A levee near Winfield, Missouri, that was holding back the flood waters of the Mississippi River broke early Friday morning, said the U.S. Army Corps of Engineers.
The levee broke at its south end at 5:20 a.m. CDT (1020 GMT) despite sandbagging to increase its height.
Officials said the levee, which protects about 3,000 acres (1,215 hectares) of agricultural land along with a few dozen homes, had been reinforced over the past week.
It was the 36th levee to be overtopped in the past 10 days or so along the Mississippi as the river swelled after torrential rains further north.
“The levee simply sustained water levels higher than it was designed for and for a much longer period of time than anyone had hoped,” the Corps said in a statement.

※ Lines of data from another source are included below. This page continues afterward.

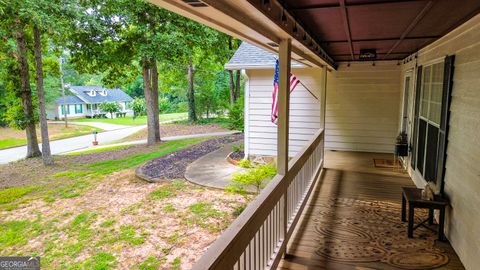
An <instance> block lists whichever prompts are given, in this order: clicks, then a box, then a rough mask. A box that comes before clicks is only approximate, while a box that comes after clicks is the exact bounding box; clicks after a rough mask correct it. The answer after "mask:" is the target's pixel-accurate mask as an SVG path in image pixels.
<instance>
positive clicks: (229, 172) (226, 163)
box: [185, 142, 246, 189]
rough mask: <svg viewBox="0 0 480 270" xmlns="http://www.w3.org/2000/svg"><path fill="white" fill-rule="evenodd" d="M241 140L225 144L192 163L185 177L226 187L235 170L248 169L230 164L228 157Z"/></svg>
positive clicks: (216, 187) (218, 187)
mask: <svg viewBox="0 0 480 270" xmlns="http://www.w3.org/2000/svg"><path fill="white" fill-rule="evenodd" d="M239 144H241V142H234V143H231V144H227V145H225V146H224V147H223V148H221V149H218V150H216V151H213V152H211V153H209V154H207V155H205V156H203V157H201V158H199V159H197V160H196V161H195V162H193V163H192V164H190V165H189V166H188V167H187V171H186V172H185V178H186V179H187V180H188V181H190V182H192V183H194V184H197V185H200V186H205V187H211V188H218V189H225V187H226V186H227V185H228V184H230V182H231V180H230V177H231V175H232V174H233V173H235V172H241V171H245V170H246V169H244V168H241V167H239V166H234V165H232V164H230V163H229V162H228V161H227V160H226V157H227V155H228V154H229V153H230V152H232V146H233V145H239Z"/></svg>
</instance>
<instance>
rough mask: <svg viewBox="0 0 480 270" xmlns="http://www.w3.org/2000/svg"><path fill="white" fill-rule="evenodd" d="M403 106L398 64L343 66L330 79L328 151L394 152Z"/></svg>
mask: <svg viewBox="0 0 480 270" xmlns="http://www.w3.org/2000/svg"><path fill="white" fill-rule="evenodd" d="M399 102H400V66H399V65H397V62H396V61H395V62H392V61H377V62H376V63H375V65H372V62H355V63H351V64H350V65H348V64H347V63H341V64H340V65H339V67H338V70H337V71H332V72H329V74H328V78H327V106H326V119H325V124H326V128H325V148H326V149H335V150H348V151H366V152H385V153H390V152H393V150H394V145H395V138H396V136H397V126H398V119H397V117H398V113H399V106H398V104H399Z"/></svg>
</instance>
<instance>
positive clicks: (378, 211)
mask: <svg viewBox="0 0 480 270" xmlns="http://www.w3.org/2000/svg"><path fill="white" fill-rule="evenodd" d="M319 203H320V204H321V207H318V206H316V208H317V209H322V210H317V211H315V212H314V213H312V217H315V219H314V222H315V234H316V236H317V237H318V239H316V240H317V243H318V248H317V249H316V255H318V256H320V257H323V258H324V259H328V260H331V261H336V262H339V263H347V264H354V265H357V266H364V267H369V268H367V269H378V267H379V265H383V267H381V268H380V269H434V268H437V267H441V266H444V265H446V264H447V263H448V262H449V257H448V256H447V253H446V251H445V250H444V249H442V248H439V247H438V246H436V245H435V239H437V234H436V233H434V232H432V231H430V230H427V229H426V228H423V227H420V228H418V229H417V230H415V238H413V239H409V238H408V237H407V233H406V232H407V223H406V222H405V223H403V222H401V221H400V213H401V208H400V205H399V204H394V203H388V202H379V201H362V200H354V199H345V198H338V199H331V200H328V201H324V202H319ZM418 212H419V216H417V217H416V222H417V223H418V222H419V221H420V217H425V216H426V214H425V213H422V212H420V211H418ZM370 267H374V268H370ZM357 269H360V268H357Z"/></svg>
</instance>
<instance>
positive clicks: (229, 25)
mask: <svg viewBox="0 0 480 270" xmlns="http://www.w3.org/2000/svg"><path fill="white" fill-rule="evenodd" d="M149 1H150V2H151V3H153V4H155V5H158V6H160V7H163V8H165V9H167V10H170V11H172V12H175V13H177V14H180V15H182V16H184V17H187V18H190V19H192V20H195V21H197V22H200V23H202V24H204V25H207V26H210V27H212V28H214V29H216V30H218V31H221V32H223V33H226V34H228V35H231V36H233V37H236V38H238V39H241V40H243V41H247V42H249V43H251V44H254V45H256V46H258V47H261V48H263V49H266V50H268V51H270V52H273V53H278V47H277V44H278V43H279V42H280V40H282V39H287V38H290V39H292V58H293V60H295V61H297V62H299V63H302V64H304V65H306V66H309V67H315V66H316V67H322V66H328V67H330V68H332V69H335V68H336V64H335V63H334V62H333V61H332V60H331V59H329V57H328V55H326V54H323V55H322V53H321V51H320V50H319V45H318V44H317V43H316V42H315V41H314V40H307V41H306V42H303V43H302V42H300V41H298V40H297V39H295V38H296V37H295V35H293V34H292V33H291V31H289V29H290V26H285V25H283V27H281V26H279V25H277V24H276V23H272V20H271V18H269V17H268V16H267V15H265V14H264V13H262V12H259V10H258V5H257V6H254V5H253V4H252V3H256V2H259V3H260V1H218V0H203V1H201V2H203V3H205V4H206V6H204V5H201V6H198V5H190V4H188V3H187V2H190V3H191V2H194V3H199V1H180V0H149ZM271 2H272V4H271V9H272V10H280V9H281V8H280V5H279V4H278V3H277V2H276V1H271ZM288 22H289V23H290V24H291V23H292V18H291V17H289V20H288ZM290 30H292V29H290ZM309 42H314V43H315V44H313V45H312V46H309ZM304 43H305V44H304Z"/></svg>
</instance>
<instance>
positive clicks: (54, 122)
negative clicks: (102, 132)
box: [54, 121, 144, 131]
mask: <svg viewBox="0 0 480 270" xmlns="http://www.w3.org/2000/svg"><path fill="white" fill-rule="evenodd" d="M54 123H58V122H54ZM69 124H72V125H82V126H90V127H96V128H101V129H103V130H106V131H109V130H116V129H122V128H129V127H132V126H127V125H117V124H109V123H102V122H75V121H72V122H69ZM143 126H144V125H143Z"/></svg>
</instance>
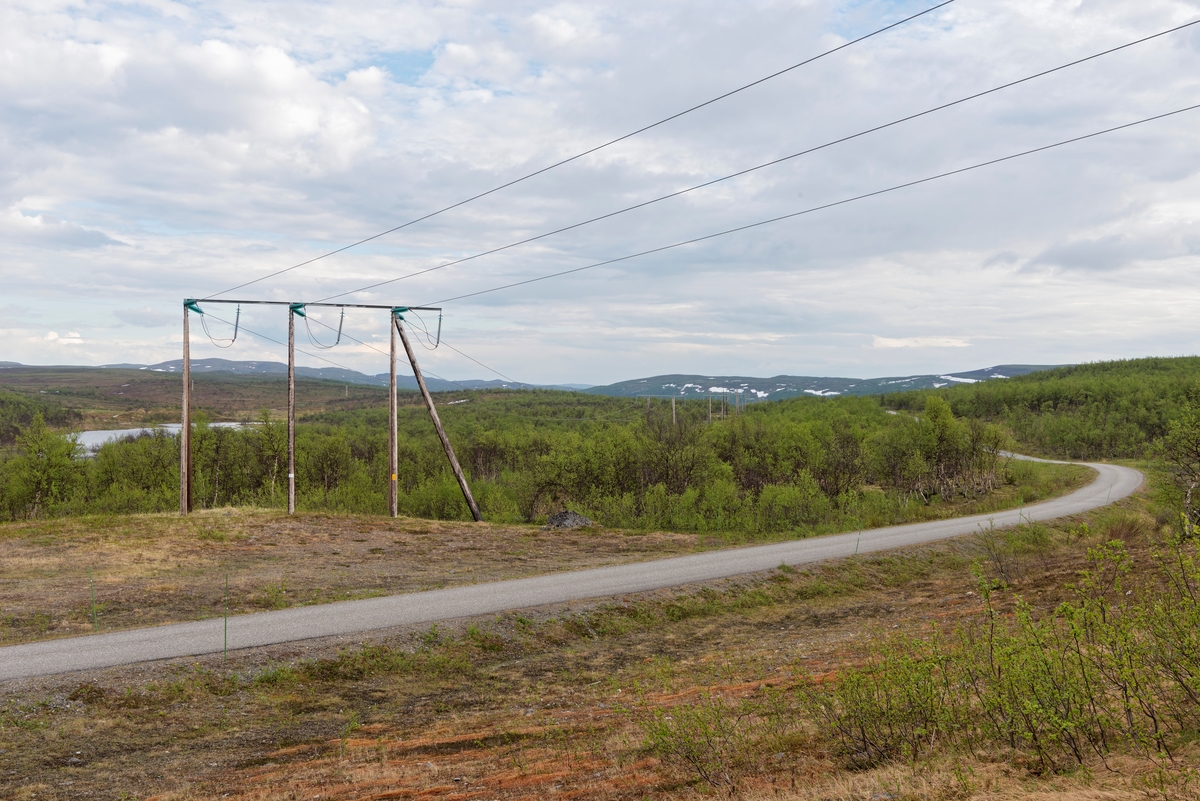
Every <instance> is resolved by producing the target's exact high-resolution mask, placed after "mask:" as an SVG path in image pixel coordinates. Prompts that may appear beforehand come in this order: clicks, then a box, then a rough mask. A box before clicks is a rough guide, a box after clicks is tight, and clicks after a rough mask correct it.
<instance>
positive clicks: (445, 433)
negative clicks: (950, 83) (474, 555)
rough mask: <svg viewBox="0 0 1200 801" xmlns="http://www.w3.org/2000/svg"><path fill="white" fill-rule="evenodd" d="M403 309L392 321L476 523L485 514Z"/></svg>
mask: <svg viewBox="0 0 1200 801" xmlns="http://www.w3.org/2000/svg"><path fill="white" fill-rule="evenodd" d="M402 311H403V309H398V311H396V309H394V311H392V323H394V324H395V329H396V331H397V332H398V333H400V341H401V342H402V343H404V353H406V354H408V363H409V365H412V367H413V377H414V378H415V379H416V386H419V387H420V389H421V396H422V397H424V398H425V405H426V406H427V408H428V410H430V417H432V418H433V427H434V428H436V429H437V430H438V439H440V440H442V447H444V448H445V452H446V459H449V460H450V469H451V470H452V471H454V477H455V478H457V480H458V486H460V487H461V488H462V495H463V498H466V499H467V506H469V507H470V516H472V517H473V518H475V523H480V522H482V519H484V516H482V514H480V512H479V504H476V502H475V498H474V496H473V495H472V494H470V487H468V486H467V477H466V476H464V475H463V474H462V468H461V466H458V459H457V458H456V457H455V454H454V447H451V445H450V438H449V436H446V432H445V429H444V428H442V421H440V420H438V410H437V409H436V408H434V406H433V397H432V396H431V395H430V390H428V387H427V386H425V377H424V375H421V368H420V367H418V365H416V355H415V354H413V347H412V345H410V344H408V335H406V333H404V326H403V324H402V323H401V320H402V319H403V318H401V317H400V312H402Z"/></svg>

“Water had already risen above the top of the levee as it was built and was on sandbags that were added to its top. The continuing saturation of the soil was the likely cause of this breakdown,” it said, saying it had no further details.
The Midwest storms and torrential rains have killed 24 persons since late May. More than 38,000 people have been displaced from their homes, mostly in Iowa where 83 of 99 counties have been declared disaster areas.

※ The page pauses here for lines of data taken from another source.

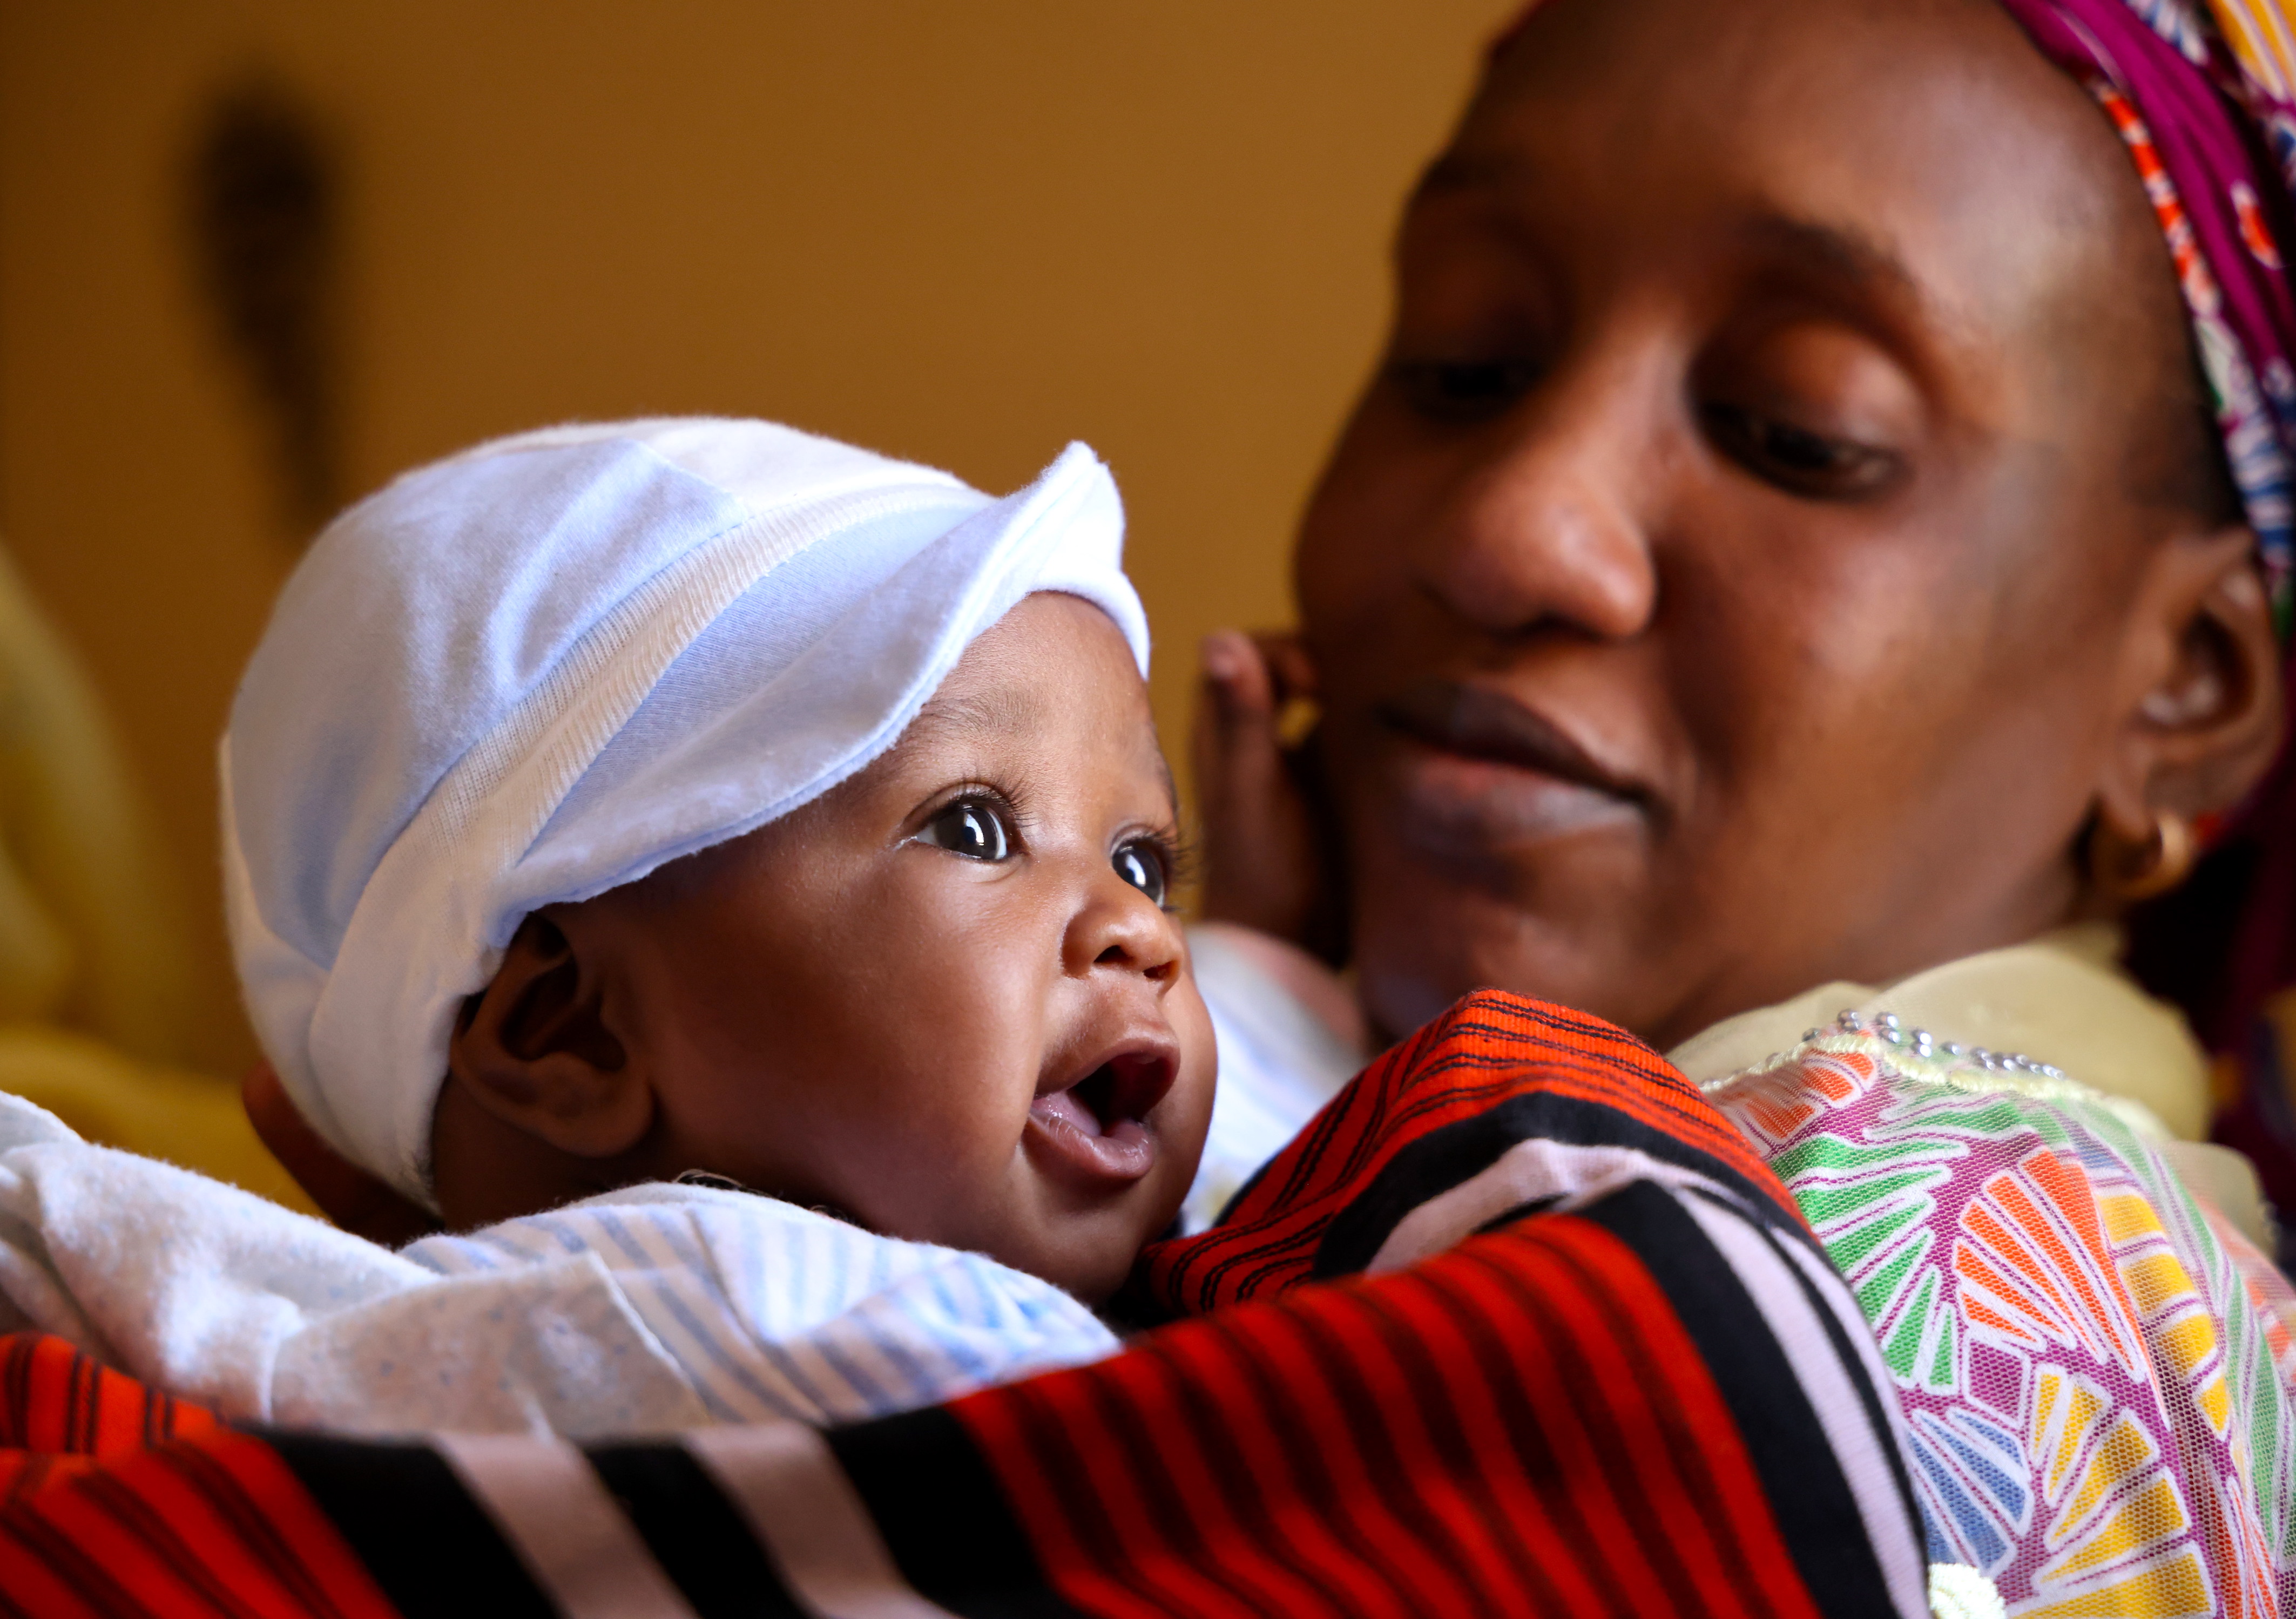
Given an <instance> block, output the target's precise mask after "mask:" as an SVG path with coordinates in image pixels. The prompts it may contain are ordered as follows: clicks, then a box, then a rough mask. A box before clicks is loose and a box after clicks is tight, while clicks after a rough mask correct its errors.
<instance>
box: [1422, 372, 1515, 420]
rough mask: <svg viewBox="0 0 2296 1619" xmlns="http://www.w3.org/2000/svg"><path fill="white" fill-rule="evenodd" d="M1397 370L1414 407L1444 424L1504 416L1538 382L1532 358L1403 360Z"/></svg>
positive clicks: (1423, 415) (1424, 413) (1422, 412)
mask: <svg viewBox="0 0 2296 1619" xmlns="http://www.w3.org/2000/svg"><path fill="white" fill-rule="evenodd" d="M1394 374H1396V381H1398V384H1401V388H1403V397H1405V400H1410V404H1412V409H1414V411H1419V413H1421V416H1430V418H1435V420H1442V423H1472V420H1486V418H1492V416H1502V413H1504V411H1508V409H1511V406H1513V404H1515V400H1520V397H1522V395H1525V393H1529V388H1531V384H1534V381H1536V372H1534V370H1531V365H1529V361H1398V363H1396V367H1394Z"/></svg>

Fears that as much as 5 million acres (2 mln hectares) of corn and soybeans have been lost due to the flooding pushed corn and livestock prices to record highs.
On Thursday, Chicago Board of Trade corn for July 2009 delivery set another record high at $8.22 a bushel, more than double the 40-year average for corn prices. Corn is the main feed for meat animals, main source for ethanol fuel, and used in hundreds of other food and industrial products.